Additionally, the majority of survey participants report having a health IT infrastructure that can support quality measurement, population health management, and physician payment and contract adjudication. Core IT components include an EHR (86 percent); a disease registry (74 percent); a data warehouse (68 percent); and a clinical decision support system (58 percent).
Most ACOs reported advanced deployment of patient-facing tools that can improve efficiency and reduce administrative bottlenecks such as tethered patient web portals (94 percent), e-prescribing capabilities (70 percent) or patient reminders (61 percent). However, few ACOs report patient-facing tools that could increase access to care, such as self-service scheduling (33 percent), phone-based telemedicine (28 percent) or video-based telemedicine (24 percent).
ACOs are even less likely to offer patients self-management tools such as remote monitoring devices (26 percent), untethered personal health record (17 percent) or smartphone apps (15 percent). Given that a quarter of the ACOs contracting with the Centers for Medicare & Medicaid Services (CMS) are forming in rural and/or underserved areas, it is concerning that organizations may be unable to leverage telemedicine or mobile applications to overcome access challenges or better manage populations in remote geographic areas.

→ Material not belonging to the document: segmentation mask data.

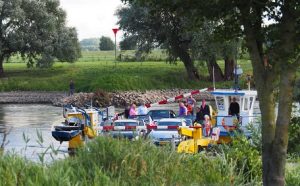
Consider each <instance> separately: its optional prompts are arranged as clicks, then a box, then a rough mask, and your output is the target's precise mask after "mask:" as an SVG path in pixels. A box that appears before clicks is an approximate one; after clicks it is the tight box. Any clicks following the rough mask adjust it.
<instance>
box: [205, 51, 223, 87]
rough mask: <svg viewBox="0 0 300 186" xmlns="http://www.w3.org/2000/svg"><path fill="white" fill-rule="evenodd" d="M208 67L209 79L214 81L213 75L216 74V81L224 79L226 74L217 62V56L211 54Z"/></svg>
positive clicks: (207, 63) (206, 61) (208, 60)
mask: <svg viewBox="0 0 300 186" xmlns="http://www.w3.org/2000/svg"><path fill="white" fill-rule="evenodd" d="M206 64H207V68H208V73H209V79H210V80H211V81H213V76H215V81H222V80H224V76H223V73H222V70H221V68H220V66H219V65H218V63H217V60H216V56H211V57H210V58H209V59H208V60H207V61H206Z"/></svg>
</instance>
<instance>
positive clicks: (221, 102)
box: [216, 96, 225, 110]
mask: <svg viewBox="0 0 300 186" xmlns="http://www.w3.org/2000/svg"><path fill="white" fill-rule="evenodd" d="M216 101H217V107H218V110H225V107H224V98H223V97H221V96H217V97H216Z"/></svg>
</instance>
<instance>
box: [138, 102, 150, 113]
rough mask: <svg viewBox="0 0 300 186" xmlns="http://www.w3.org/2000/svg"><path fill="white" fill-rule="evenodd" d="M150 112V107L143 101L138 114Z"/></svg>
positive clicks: (139, 106)
mask: <svg viewBox="0 0 300 186" xmlns="http://www.w3.org/2000/svg"><path fill="white" fill-rule="evenodd" d="M147 113H148V109H147V107H146V106H145V103H144V102H141V104H140V106H139V107H138V115H146V114H147Z"/></svg>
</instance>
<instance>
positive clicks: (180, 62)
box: [0, 51, 251, 92]
mask: <svg viewBox="0 0 300 186" xmlns="http://www.w3.org/2000/svg"><path fill="white" fill-rule="evenodd" d="M127 53H128V52H127ZM129 54H130V53H129ZM162 55H163V54H162V53H161V52H156V53H154V54H153V56H152V58H163V57H161V56H162ZM113 56H114V53H113V52H112V51H109V52H86V53H83V57H82V58H80V59H79V60H78V61H77V62H75V63H73V64H70V63H60V62H57V63H55V65H54V66H53V67H52V68H50V69H36V68H31V69H28V68H27V67H26V64H25V63H20V62H19V61H18V60H16V61H13V58H12V60H10V63H5V64H4V70H5V73H6V78H3V79H0V91H11V90H43V91H67V90H68V83H69V81H70V79H73V80H74V81H75V88H76V91H85V92H87V91H94V90H97V89H104V90H106V91H116V90H149V89H169V88H204V87H210V86H212V83H211V82H208V81H207V80H206V79H203V80H202V81H199V82H193V81H189V80H188V79H187V74H186V71H185V69H184V66H183V63H181V62H178V63H177V65H174V64H173V65H171V64H168V63H166V62H163V61H161V62H151V61H147V62H117V63H115V62H114V60H113ZM239 63H240V64H241V65H242V67H243V68H244V71H246V72H250V71H251V65H250V63H249V61H240V62H239ZM220 65H221V66H223V64H222V62H220ZM199 72H200V74H201V75H202V76H204V77H206V76H207V70H206V67H202V68H201V69H199ZM243 79H244V78H243ZM243 84H244V83H243ZM217 86H218V87H230V86H232V82H220V83H218V84H217Z"/></svg>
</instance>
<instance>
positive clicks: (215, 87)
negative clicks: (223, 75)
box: [213, 66, 216, 90]
mask: <svg viewBox="0 0 300 186" xmlns="http://www.w3.org/2000/svg"><path fill="white" fill-rule="evenodd" d="M213 86H214V90H215V89H216V83H215V67H214V66H213Z"/></svg>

The majority of respondents had been operating for at least 18 months; 35 percent were in mature stages of operation (more than two years), 20 percent were in advanced stages of operation (between 18 and 24 months) and 20 percent were in intermediate stages of operation (12 to 18 months). Nearly all responding ACOs were of a medium to large size with between 101-500 physicians (39 percent) or more than 500 (41 percent) physicians.

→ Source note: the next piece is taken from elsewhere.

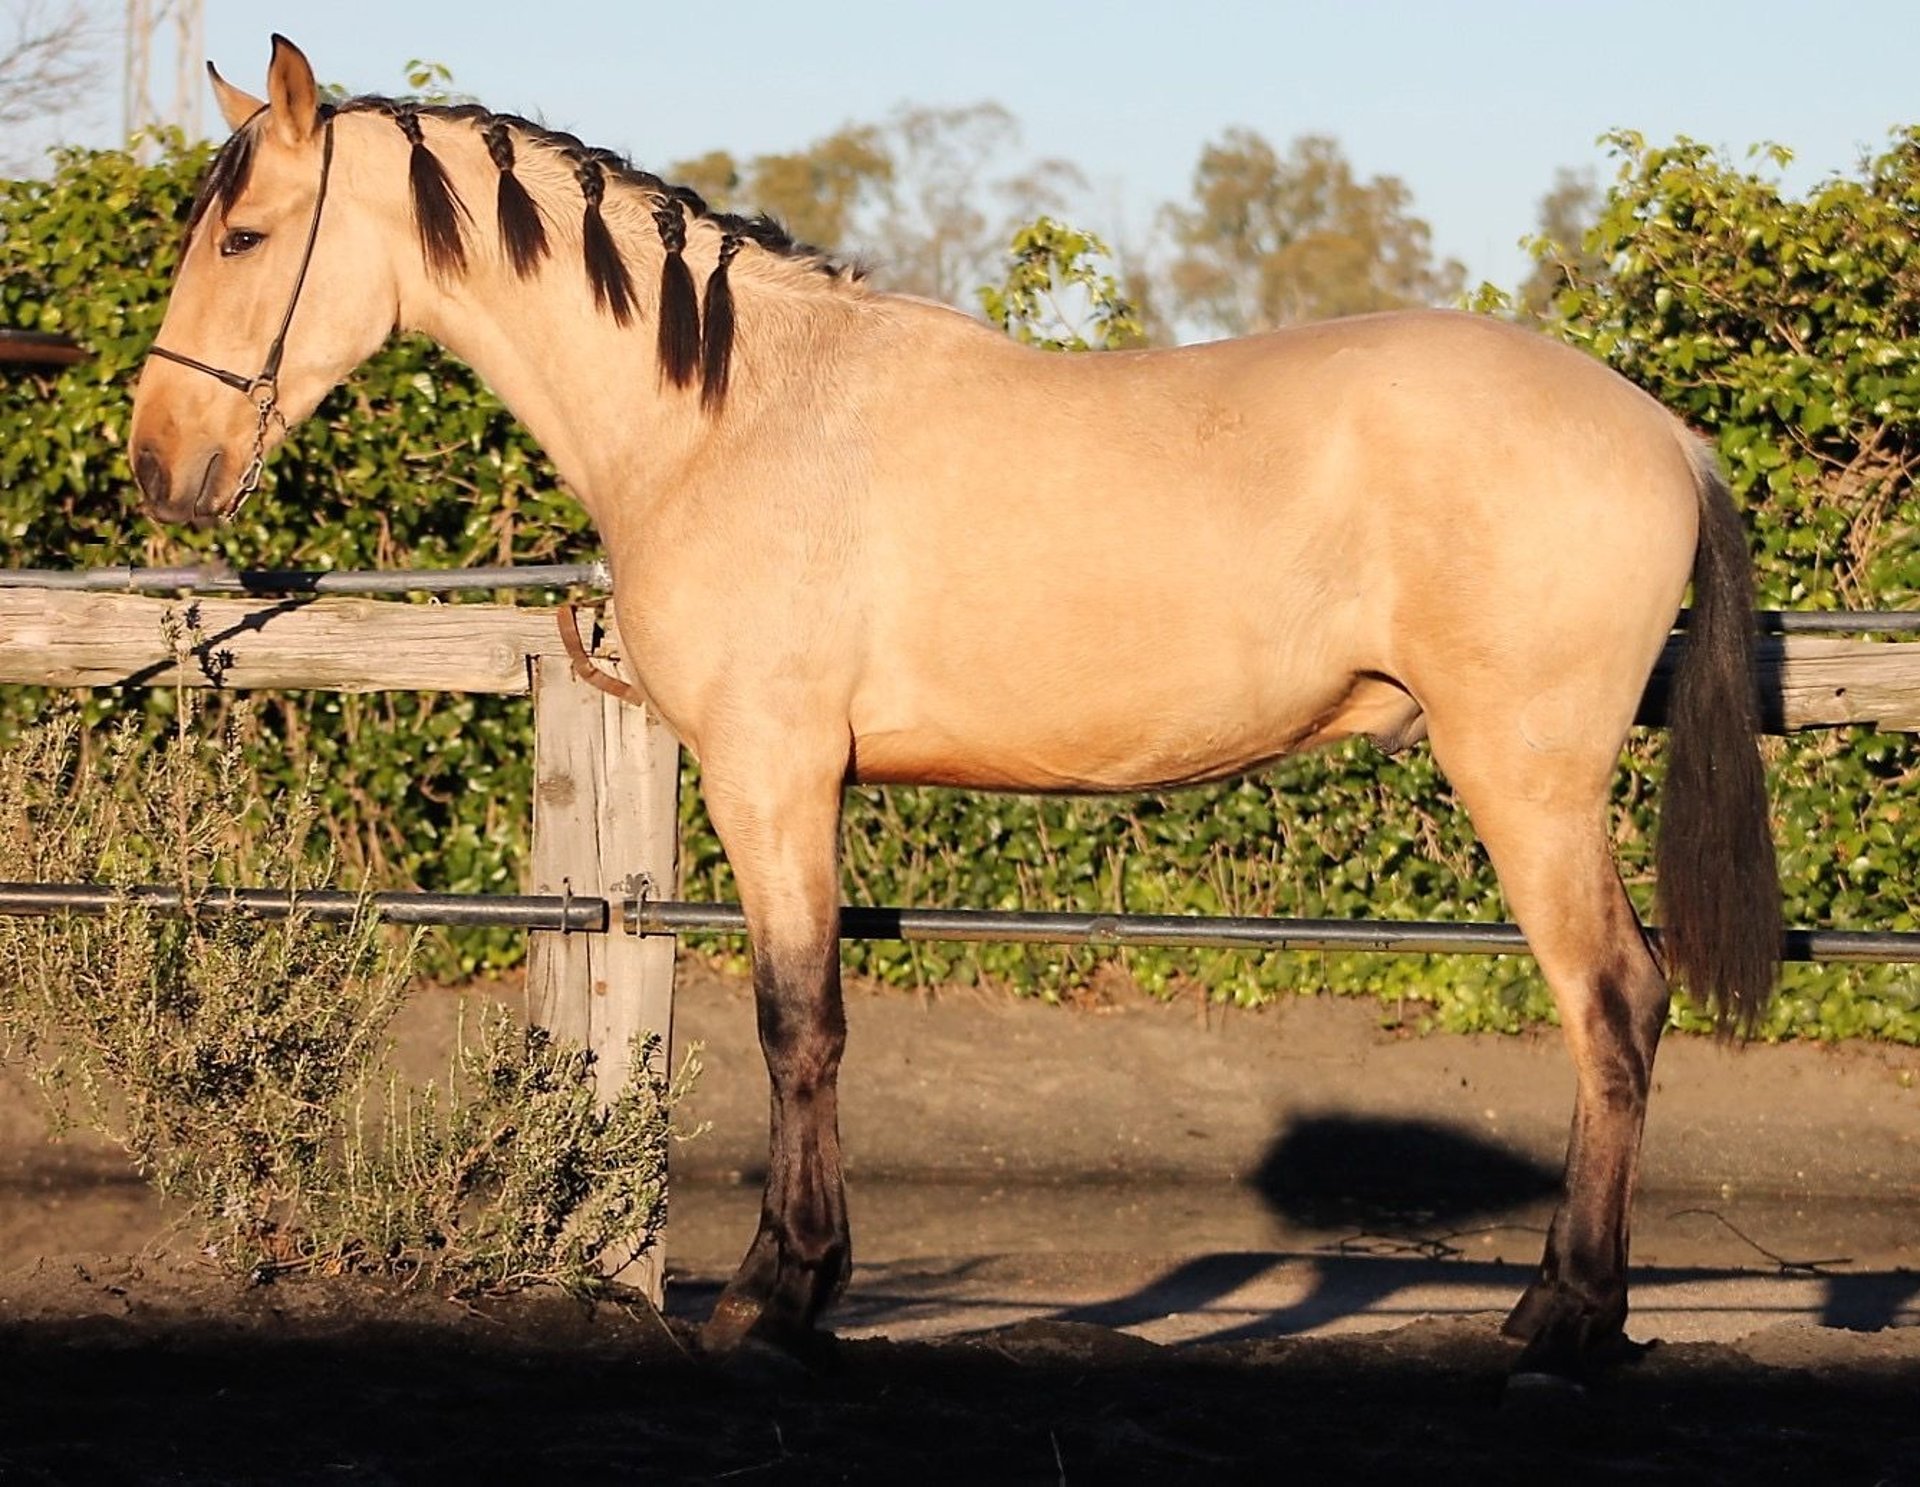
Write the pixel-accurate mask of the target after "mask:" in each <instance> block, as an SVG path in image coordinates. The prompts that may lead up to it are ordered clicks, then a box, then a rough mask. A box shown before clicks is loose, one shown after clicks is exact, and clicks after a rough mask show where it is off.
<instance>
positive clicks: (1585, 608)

Overall, while the core health IT implementations are in place in ACOs, the development of more advanced capabilities to support patient engagement, self-management and access to care remain in their infancy. “The most important steps are reducing the unnecessary fragmentation of healthcare data and improving usability,” Bowles said. “Unlocking the data and being able to move it around the system will ultimately prove critical.”